Juan Andrés Blanco recuerda, en particular, el papel del presidente provincial de entonces, Luis Cid (Alianza Popular), pero también del alcalde socialista de la época, Andrés Luis Calvo, o del director general de Caja Zamora, Miguel de Unamuno. De sus manos salió el primer convenio para que la ciudad contase con una sede de la UNED. Una vez puestas esas bases, ya no había marcha atrás. Habían pasado algunos años desde las primeras intentonas, pero finalmente se iba a conseguir. Al inicio del verano de 1986, hace ahora 40 años, la Universidad Nacional de Educación a Distancia llegó a la ciudad.
A partir de ahí, en unos meses, todo tomó forma. Se creó un comité asesor y se establecieron las normas para escoger a los responsables del centro y a los primeros profesores tutores. El primer director fue Antonio López Santos, procedente de Sarracín. A su lado, como subdirector y secretario, se quedó Juan Andrés Blanco, de Otero de Bodas. Dos zamoranos de dos pueblos vecinos para impulsar el nuevo proyecto educativo. Los estudiantes de la provincia ya no se tenían que matricular en Palencia, sino en casa. En el primer curso fueron 398 alumnos.
La entonces rectora de la UNED, Elisa Pérez Vera, acudió a la apertura del curso académico cuya actividad arrancó en las dependencias de la Universidad Laboral. Fue allí donde funcionó el centro asociado durante los primeros años. Las noticias de la época hablan de un lugar provisional, con falta progresiva de espacio, habida cuenta de que rápidamente se alcanzaron las mil matrículas al año. Aun así, no fue hasta 1991 cuando el Colegio Universitario se convirtió en el hogar de la UNED en Zamora.

Juan Andrés Blanco, que se convirtió formalmente en director en el año 1989, insiste en el apoyo decidido de la Diputación de la época para consolidar el proyecto. No en vano, del presupuesto de 31 millones de pesetas del patronato original (186.000 euros), dos tercios procedían de la institución provincial. También la sede central ha sostenido durante años al centro, «incluso en los tiempos de mayor dificultad».
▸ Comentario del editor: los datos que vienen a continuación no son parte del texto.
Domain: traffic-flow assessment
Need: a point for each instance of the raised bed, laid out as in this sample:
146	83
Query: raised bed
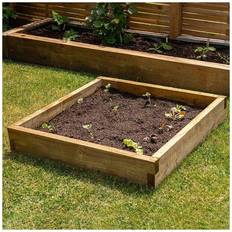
140	66
25	137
Ahora, Zamora mantiene 1.700 alumnos matriculados en estudios de grado o de máster. A esos estudiantes hay que sumar los del proyecto senior y los de las actividades de extensión académica. Incluso, el último director de la UNED en la provincia, Antonio Rodríguez, que cesó en el cargo hace apenas unas semanas, deslizó hace algún tiempo la necesidad de disponer de más espacios en el marco del crecimiento del proyecto, que también cuenta con aulas vinculadas en lugares como Benavente, Ciudad Rodrigo y Béjar.
«Yo creo que la UNED ha jugado un papel muy significativo en el medio rural y también en Zamora capital», remacha Juan Andrés Blanco, que defiende la «flexibilidad» a la hora de estudiar combinada con «el nivel de exigencia muy cuidado» por parte de la institución académica, que este viernes clausura un curso más con un acto en el Teatro Ramos Carrión que servirá también para conmemorar 40 años de trayectoria. Desde las primeras intentonas en los Gobiernos de Suárez hasta donde alcance.